Finn strode the surface of the great glass expanse and felt the ghosts beneath his feet, in the burnt air around him and the sky above, surrounding him, their pleas whispered wordlessly. The shock and fear they felt in their final moments permeated this place, held here embedded in the Force, the calls becoming louder with every step.
They didn't deserve to die, they protested. They were innocent. Who had done this to them, they asked. Millennia-old regrets, unfulfilled wishes, unrequited loves and broken promises flowed through him, filling him with ancient pains and sorrows, resurrected to burn his soul. He sought a way to block them out without disconnecting entirely from the Force; he had to, because how could he help them, how could he fix this? It was impossible, an ages old crime, the perpetrator long gone. The voices that had no sound reached a crescendo and became overpowering, bringing him to a stuttering stop as they crowded out his own thoughts, leaving him unable to feel anything but the dead.
Finn screwed his eyes shut. Trust the Force. Let it guide him. Let the Force and the lifeforce of those that died here, carried within it, flow through him. Don't fight it. He surrendered to the flow, let himself be immersed, swam in it, drank it in and understood; by allowing them this contact, by hearing them, he was releasing them. They needed to be heard, after so long trapped in a perfect and total silence. He would bear this for them.
On he walked, across the dark plain and felt the release of the thousands that had died here as they passed through him. Their anguish and regret still burned, but with every step the pain this fire brought was diminished, replaced by a strength, building within him.
Finn shuddered a little as he stepped onto the white path and understood its story, kneeling to lift a piece and turn the fragment of bone in his fingers. A little way along, he encountered the first of the bodies, maybe Knight, maybe Sith, or some acolyte - he was never up on Darksider fashions - but definitely killed by a lightsaber. Rey had been here. Further on, blood, a vivid scarlet spattered on the ivory ground, still fresh. She had been here only minutes before. Could the blood be hers? He scanned the scene and saw other bodies but recognized none of them, thank the Force.

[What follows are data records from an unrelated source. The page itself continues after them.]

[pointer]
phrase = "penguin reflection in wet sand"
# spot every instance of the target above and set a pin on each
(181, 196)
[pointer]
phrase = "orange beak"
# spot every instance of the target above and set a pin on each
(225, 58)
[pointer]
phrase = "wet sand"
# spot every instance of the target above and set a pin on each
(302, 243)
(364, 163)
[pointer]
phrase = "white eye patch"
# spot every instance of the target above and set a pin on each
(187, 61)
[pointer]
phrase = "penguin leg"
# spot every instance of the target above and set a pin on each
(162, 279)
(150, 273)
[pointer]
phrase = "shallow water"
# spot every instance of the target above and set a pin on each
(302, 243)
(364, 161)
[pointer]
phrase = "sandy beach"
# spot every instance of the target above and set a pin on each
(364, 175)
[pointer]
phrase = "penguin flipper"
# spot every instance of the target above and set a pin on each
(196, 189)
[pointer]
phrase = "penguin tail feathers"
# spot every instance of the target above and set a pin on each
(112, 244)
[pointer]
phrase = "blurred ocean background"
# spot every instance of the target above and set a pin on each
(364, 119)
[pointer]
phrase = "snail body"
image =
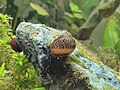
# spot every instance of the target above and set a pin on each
(63, 45)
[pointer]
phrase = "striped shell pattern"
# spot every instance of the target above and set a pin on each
(63, 45)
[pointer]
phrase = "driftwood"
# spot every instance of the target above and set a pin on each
(80, 70)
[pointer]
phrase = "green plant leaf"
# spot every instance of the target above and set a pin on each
(117, 48)
(110, 33)
(39, 9)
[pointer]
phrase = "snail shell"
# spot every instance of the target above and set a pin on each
(63, 45)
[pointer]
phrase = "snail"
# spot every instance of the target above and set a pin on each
(63, 45)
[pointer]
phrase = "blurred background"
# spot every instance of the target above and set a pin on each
(95, 23)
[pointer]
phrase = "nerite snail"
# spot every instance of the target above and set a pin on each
(63, 45)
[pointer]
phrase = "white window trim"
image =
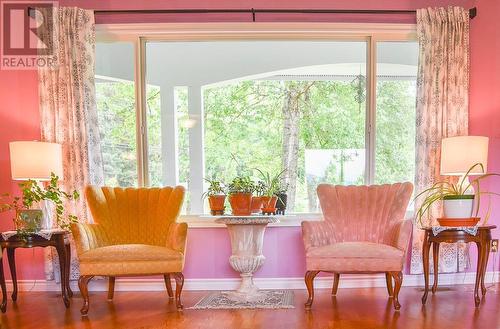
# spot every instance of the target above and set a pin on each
(139, 34)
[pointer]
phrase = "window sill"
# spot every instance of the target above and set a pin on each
(207, 221)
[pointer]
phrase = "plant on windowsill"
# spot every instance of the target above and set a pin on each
(240, 195)
(216, 195)
(458, 198)
(28, 219)
(271, 188)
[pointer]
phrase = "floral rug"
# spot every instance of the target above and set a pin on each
(269, 299)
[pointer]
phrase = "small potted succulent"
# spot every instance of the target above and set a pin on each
(260, 188)
(28, 218)
(216, 195)
(282, 199)
(269, 198)
(240, 195)
(458, 199)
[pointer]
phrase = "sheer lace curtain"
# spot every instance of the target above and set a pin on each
(442, 109)
(68, 110)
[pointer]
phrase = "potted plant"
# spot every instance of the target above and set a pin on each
(271, 188)
(29, 219)
(257, 199)
(240, 195)
(458, 199)
(216, 197)
(282, 199)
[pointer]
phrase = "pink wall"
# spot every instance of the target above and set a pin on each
(208, 249)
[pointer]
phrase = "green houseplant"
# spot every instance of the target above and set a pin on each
(260, 188)
(216, 195)
(28, 219)
(458, 198)
(240, 195)
(271, 186)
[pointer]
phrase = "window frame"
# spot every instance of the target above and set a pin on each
(140, 34)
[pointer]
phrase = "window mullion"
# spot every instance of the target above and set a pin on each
(196, 149)
(140, 99)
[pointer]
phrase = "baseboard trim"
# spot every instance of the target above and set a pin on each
(346, 281)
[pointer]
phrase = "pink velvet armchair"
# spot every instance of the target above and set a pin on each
(363, 231)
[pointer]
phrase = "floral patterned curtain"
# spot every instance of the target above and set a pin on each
(442, 109)
(68, 109)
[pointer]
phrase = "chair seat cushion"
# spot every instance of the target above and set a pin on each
(130, 259)
(355, 257)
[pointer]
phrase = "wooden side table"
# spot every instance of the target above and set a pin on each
(56, 240)
(483, 242)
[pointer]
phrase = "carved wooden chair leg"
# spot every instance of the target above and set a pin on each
(335, 288)
(179, 282)
(398, 280)
(83, 282)
(309, 278)
(388, 280)
(111, 288)
(168, 284)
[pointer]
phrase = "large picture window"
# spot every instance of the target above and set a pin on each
(223, 108)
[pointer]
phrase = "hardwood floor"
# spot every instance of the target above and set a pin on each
(352, 308)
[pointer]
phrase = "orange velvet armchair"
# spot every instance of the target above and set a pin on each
(363, 231)
(134, 233)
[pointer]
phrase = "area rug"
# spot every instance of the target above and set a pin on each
(270, 299)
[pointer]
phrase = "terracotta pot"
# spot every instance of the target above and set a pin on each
(269, 204)
(241, 203)
(256, 204)
(216, 203)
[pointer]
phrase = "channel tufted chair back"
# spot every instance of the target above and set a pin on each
(134, 215)
(135, 233)
(364, 213)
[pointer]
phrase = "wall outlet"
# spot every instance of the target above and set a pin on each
(494, 245)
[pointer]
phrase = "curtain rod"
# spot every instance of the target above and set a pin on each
(254, 11)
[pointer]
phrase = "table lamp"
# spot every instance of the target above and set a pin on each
(458, 155)
(36, 160)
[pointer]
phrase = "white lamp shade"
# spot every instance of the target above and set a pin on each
(35, 160)
(459, 154)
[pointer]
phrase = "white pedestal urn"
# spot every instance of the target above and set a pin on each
(247, 238)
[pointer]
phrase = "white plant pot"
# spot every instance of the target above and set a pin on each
(458, 208)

At the end of the path of bone, a stark black cube and an entrance cut into it. He could see steps leading down into an interior hidden by shadows of perfect pitch, but Finn didn't need eyes to know what lay deep within. The sins of the Dark Side emanated from the temple like a stench that assaulted his every nerve end.
Rey never should have come here. It was a place that should remain forever locked away, forgotten, untouched by any being that hadn't surrendered every spark of light, every good thing in themselves to the appetites of the Dark Side, but she was inside somewhere, misled and confused by forces he didn't yet understand, facing dangers she would not be able to overcome alone.
And only he could save her. Hero time. Finn pushed his cape over his shoulder, ignited his saber and descended into darkness.